"Les problèmes sont derrière moi"24 Fév 2009 Ex-numéro 1 française, la cycliste Marina Jaunâtre (équipe Vienne-Futuroscope) a ressenti de bonnes sensations au dernier Tour du Qatar, début février.
Après une année 2008 remplie de déboires physiques, cette jeune femme de 26 ans, chargée de mission au service des sports de la Ville de Cholet, se dit à présent davantage à l’écoute de son corps.
On pouvait lire récemment dans un article de presse que la «nouvelle Marina Jaunâtre» était née… Vous avez vraiment le sentiment de renaître ?
«Non, pour moi, la vie est faite de hauts et de bas. Je m’inspire de ces moments pour évoluer. 2008 a été une très mauvaise année. Aujourd’hui, je cherche à revenir à un bon niveau en maintenant mes efforts. En revanche, j’ai changé d’état d’esprit. Même si j’ai encore tendance à trop forcer, j’écoute davantage mon corps qui reste mon premier outil de travail. Par ailleurs, cette coupure de plusieurs semaines m’a obligée à prendre du recul. Pendant longtemps, seul le vélo me rendait heureuse, j’essaie à présent de ne pas tout sacrifier à ce sport.»
Quelles ambitions portez-vous pour la saison 2009 ?
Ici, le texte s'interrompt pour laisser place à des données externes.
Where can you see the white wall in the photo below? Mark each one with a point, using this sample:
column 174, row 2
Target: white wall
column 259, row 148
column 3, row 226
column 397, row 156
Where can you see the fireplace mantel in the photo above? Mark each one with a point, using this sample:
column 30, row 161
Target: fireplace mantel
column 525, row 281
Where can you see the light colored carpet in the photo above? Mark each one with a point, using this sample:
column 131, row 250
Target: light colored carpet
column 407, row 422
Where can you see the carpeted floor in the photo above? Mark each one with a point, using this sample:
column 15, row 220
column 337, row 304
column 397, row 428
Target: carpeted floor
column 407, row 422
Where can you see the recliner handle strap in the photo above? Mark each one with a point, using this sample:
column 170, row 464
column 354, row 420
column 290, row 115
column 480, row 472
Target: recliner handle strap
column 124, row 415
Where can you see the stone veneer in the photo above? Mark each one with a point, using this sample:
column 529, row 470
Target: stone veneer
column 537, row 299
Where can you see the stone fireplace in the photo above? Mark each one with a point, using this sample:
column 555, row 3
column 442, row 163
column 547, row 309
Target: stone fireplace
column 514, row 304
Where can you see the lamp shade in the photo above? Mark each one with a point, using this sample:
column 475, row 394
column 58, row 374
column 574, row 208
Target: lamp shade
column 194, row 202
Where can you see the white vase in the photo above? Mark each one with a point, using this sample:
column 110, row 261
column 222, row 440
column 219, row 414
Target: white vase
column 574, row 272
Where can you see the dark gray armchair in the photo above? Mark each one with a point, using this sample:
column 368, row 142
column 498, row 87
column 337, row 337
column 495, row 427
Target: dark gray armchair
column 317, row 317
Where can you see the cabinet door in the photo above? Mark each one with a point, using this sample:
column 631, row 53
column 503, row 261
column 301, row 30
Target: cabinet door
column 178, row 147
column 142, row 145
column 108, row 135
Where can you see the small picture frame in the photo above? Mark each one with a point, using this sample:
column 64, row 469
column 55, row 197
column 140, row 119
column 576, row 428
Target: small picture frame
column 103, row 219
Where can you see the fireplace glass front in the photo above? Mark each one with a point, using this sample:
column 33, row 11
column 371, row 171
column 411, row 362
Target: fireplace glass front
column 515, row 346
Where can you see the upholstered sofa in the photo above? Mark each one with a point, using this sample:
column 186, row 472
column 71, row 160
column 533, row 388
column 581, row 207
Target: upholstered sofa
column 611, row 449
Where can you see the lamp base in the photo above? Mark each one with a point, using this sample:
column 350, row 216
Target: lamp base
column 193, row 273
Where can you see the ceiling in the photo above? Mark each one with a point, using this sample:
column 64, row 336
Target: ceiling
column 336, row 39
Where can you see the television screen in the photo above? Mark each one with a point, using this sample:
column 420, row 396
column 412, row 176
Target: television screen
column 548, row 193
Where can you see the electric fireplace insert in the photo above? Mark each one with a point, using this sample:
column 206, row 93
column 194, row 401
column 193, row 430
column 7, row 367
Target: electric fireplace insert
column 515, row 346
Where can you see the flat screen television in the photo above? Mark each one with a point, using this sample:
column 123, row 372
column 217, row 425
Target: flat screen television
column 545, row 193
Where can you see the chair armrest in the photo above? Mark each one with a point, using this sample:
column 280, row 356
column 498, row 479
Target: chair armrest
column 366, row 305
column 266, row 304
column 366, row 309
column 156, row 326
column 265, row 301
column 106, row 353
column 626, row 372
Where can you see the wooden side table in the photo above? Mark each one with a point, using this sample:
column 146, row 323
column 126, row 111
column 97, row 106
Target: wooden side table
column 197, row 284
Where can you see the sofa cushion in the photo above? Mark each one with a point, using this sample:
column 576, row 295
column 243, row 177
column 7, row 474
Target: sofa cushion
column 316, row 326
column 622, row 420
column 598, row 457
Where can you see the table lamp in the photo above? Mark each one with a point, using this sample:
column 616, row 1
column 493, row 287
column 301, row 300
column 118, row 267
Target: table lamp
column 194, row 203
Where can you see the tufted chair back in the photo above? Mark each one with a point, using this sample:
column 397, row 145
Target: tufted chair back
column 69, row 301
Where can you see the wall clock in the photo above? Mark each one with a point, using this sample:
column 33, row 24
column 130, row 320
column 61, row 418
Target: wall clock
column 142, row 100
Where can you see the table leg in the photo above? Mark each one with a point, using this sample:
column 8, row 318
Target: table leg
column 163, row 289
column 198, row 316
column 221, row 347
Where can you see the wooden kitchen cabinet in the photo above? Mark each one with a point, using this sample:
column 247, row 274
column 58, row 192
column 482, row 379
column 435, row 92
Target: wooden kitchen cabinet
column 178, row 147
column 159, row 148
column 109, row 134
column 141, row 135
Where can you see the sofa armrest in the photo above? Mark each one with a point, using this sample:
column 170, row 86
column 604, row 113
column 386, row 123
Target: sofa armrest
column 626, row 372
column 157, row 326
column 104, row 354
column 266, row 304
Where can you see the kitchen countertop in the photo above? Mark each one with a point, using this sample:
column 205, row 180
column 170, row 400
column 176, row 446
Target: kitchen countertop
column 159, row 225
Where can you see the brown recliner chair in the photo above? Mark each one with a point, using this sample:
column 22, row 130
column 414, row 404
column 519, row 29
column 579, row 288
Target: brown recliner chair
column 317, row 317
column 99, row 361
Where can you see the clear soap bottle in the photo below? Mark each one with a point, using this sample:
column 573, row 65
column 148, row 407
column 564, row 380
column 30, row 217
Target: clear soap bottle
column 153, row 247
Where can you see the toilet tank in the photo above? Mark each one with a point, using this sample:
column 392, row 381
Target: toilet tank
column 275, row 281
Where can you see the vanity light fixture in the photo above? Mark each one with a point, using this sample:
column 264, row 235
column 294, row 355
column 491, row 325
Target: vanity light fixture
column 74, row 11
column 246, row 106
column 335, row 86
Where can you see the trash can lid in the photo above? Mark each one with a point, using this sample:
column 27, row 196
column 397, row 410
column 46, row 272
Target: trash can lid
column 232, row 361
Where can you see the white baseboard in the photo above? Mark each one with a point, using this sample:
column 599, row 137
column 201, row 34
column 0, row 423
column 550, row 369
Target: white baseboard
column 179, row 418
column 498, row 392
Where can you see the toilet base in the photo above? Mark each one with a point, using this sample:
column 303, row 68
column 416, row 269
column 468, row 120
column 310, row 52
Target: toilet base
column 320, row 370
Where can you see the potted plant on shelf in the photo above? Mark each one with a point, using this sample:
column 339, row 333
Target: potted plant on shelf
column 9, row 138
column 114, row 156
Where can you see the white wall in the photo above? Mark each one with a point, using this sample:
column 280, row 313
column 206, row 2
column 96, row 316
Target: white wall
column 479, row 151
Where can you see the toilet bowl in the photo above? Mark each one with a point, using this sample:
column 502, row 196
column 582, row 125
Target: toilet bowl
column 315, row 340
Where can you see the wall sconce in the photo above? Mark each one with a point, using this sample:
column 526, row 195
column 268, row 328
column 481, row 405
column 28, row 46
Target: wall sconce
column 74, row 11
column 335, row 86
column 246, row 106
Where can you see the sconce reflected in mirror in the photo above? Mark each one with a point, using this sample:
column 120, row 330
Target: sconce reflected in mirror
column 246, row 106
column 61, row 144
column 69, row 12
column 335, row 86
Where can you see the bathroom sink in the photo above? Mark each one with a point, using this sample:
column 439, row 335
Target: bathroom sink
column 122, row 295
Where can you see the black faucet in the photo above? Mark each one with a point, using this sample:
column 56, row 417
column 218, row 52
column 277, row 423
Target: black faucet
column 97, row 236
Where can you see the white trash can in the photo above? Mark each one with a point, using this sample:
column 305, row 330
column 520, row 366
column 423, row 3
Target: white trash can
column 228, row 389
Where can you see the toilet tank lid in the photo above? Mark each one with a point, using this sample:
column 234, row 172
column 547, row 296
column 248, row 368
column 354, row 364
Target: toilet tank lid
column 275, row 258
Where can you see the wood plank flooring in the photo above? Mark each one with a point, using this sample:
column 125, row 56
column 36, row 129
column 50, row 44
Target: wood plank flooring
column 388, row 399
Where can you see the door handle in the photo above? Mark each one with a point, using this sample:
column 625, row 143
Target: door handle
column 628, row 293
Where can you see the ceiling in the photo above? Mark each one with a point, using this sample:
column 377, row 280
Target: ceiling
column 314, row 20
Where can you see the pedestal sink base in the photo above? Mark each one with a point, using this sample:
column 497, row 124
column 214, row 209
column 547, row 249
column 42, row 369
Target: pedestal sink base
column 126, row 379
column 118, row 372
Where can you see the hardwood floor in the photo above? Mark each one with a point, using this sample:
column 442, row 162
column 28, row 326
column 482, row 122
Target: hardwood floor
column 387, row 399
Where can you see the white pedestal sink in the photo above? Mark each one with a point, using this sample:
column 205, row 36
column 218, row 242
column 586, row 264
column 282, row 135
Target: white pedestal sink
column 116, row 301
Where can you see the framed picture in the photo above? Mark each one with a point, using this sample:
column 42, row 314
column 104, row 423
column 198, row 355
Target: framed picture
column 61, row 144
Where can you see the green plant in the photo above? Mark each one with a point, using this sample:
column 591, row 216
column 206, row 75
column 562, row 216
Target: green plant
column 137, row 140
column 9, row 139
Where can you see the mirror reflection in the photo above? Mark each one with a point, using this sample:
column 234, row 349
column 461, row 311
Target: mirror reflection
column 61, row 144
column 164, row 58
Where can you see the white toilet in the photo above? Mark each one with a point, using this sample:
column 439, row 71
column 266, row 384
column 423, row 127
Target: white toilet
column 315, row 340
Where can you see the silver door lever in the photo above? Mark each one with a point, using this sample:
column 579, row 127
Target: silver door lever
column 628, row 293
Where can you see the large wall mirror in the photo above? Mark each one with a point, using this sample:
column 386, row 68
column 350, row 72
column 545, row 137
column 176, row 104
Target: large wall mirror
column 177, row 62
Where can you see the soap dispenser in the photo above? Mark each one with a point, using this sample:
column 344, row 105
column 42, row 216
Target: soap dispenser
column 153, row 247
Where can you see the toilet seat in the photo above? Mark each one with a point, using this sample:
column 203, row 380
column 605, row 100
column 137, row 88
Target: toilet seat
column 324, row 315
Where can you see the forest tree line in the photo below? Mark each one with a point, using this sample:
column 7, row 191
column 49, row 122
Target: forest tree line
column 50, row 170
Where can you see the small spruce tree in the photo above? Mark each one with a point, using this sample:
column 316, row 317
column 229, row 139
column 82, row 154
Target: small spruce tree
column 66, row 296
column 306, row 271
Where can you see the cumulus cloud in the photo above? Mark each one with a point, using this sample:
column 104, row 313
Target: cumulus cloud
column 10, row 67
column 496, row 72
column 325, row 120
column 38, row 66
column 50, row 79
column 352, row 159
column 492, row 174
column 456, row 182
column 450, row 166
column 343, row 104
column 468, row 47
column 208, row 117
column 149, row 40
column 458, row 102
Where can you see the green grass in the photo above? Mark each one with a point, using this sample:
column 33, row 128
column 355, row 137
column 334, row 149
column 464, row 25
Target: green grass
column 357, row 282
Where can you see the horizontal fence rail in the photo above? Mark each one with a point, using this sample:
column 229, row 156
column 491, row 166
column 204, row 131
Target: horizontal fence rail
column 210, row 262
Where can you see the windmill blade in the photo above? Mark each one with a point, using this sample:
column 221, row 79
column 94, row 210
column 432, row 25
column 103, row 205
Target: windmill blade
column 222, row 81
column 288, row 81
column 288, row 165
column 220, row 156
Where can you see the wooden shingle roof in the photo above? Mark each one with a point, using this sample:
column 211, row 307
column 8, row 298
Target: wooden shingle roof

«J’ai du mal à parler d’objectifs car, actuellement, je ne passe pas trois semaines sans tomber malade. J’attends que l’hiver se passe ! Après mes soucis de santé liés à ma tyroïde, l’angoisse de revivre les moments douloureux de mars 2008 est toujours là. Mais logiquement, ces problèmes sont derrière moi, et mon médecin me contraint à des bilans réguliers pour confirmer tout cela.»
Hypotyroïdie, chute, fracture… L’année 2008 s’est traduite par une accumulation de galères. Avez-vous songé à arrêter votre carrière ?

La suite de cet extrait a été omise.